# Prop motors



## Indyandy (Sep 7, 2005)

What motors are you using and where are you getting them? I need a couple of 6 rpm ac motors. I had an old link and it doesn't work anymore.


----------



## heresjohnny (Feb 15, 2006)

ebay for the TDY-50 and TCY motors (deer motor) and 3 RPM DC motor. Each seller has a variety of motors. The TDY and TCY motors can be seen here. 3 RPM 12 VDC seller has several similar motors  here. 120 6RPM motors are from surplus center here


----------



## Indyandy (Sep 7, 2005)

Are these the same motors you use? How is the torque on them? I want one to put in a cauldron to turn a stick.


----------



## heresjohnny (Feb 15, 2006)

Yes. Plenty of examples on my blog of various things I have used them for. I think they could easily manage a stick in a cauldron, not much tourqe reQuired for that, really.


----------



## toozie21 (Aug 23, 2012)

heresjohnny said:


> Yes. Plenty of examples on my blog of various things I have used them for. I think they could easily manage a stick in a cauldron, not much tourqe reQuired for that, really.

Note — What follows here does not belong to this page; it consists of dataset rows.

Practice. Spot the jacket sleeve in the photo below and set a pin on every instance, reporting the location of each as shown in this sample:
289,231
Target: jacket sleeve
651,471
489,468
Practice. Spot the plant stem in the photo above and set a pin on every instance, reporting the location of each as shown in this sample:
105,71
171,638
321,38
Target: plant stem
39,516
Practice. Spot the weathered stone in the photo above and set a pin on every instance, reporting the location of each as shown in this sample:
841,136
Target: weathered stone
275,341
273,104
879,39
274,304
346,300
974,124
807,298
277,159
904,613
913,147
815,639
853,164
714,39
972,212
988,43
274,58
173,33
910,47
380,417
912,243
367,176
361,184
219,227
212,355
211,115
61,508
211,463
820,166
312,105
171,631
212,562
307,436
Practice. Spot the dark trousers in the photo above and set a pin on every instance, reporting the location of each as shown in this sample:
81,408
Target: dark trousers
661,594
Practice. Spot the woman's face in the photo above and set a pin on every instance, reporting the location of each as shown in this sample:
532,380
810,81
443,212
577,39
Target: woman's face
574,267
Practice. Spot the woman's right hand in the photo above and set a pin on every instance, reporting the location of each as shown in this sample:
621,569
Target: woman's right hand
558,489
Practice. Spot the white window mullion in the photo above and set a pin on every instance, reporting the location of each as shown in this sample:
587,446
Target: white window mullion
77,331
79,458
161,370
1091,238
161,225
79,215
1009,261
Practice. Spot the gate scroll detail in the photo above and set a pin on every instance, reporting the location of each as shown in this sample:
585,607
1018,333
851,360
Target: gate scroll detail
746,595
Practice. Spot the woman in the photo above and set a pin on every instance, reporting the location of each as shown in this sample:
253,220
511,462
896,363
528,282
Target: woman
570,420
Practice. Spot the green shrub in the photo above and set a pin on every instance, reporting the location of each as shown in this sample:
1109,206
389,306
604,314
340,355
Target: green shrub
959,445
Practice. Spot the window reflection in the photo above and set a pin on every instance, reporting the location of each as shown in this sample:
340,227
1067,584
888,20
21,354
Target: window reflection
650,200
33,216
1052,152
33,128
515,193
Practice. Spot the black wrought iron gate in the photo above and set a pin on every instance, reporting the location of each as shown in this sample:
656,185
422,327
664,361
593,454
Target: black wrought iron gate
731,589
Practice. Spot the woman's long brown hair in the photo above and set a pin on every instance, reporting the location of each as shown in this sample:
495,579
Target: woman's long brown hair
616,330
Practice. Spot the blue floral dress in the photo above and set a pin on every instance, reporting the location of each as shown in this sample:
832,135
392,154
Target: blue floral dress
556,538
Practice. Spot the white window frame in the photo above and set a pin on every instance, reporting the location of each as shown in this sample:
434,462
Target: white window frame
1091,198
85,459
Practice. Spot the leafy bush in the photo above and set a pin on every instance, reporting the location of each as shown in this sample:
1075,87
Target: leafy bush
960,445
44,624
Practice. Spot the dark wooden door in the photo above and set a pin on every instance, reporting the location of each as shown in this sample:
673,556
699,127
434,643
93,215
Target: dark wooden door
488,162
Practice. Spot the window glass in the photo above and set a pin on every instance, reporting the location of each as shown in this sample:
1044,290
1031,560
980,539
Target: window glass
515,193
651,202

Shoot, maybe tapatalk is keeping me from seeing a signature or something, but do you have a link to your blog?


----------



## heresjohnny (Feb 15, 2006)

http://johnnysghost.blogspot.com/


----------



## toozie21 (Aug 23, 2012)

heresjohnny said:


> http://johnnysghost.blogspot.com/


Awesome, thanks!


----------



## Indyandy (Sep 7, 2005)

I ordered the motors off Ebay. Why do they only let you order 2 items at a time?


----------



## iowachap (Aug 19, 2015)

*What about these?*

These might be a little too fast for some applications, but then in some cases that might be needed, 30RPM high torque it says..

Description
Specifications: 
Torque: 130 N*cm
12V DC
60RPM
Diameter: 25mm
Length: 72mm
Shaft diameter: 4mm
Weight: 96g
Brand new and unused

http://www.ebay.com/itm/2x-30RPM-Hi...al&tfrom=390545491107&ttype=price&tpos=unknow


----------



## jasonsbeer (Nov 12, 2014)

Search e-bay for synchronous motors. Plenty of low RPM options to choose from.


----------



## heresjohnny (Feb 15, 2006)

Indyandy said:


> I ordered the motors off Ebay. Why do they only let you order 2 items at a time?


Which one did you order? I have contacted sellers before about ordering more than were shown available, and they have been responsive.


----------



## Indyandy (Sep 7, 2005)

I got: TYD-50 ac 110v 5/6 rpm $4.90 ea.


----------



## heresjohnny (Feb 15, 2006)

Indyandy said:


> I got: TYD-50 ac 110v 5/6 rpm $4.90 ea.


That's a good motor, I am using one in my current build. I have not encountered limits on the number you can order before. Next time I suggest contacting the seller, or finding a different seller. Buying more at a time is a better deal per motor


----------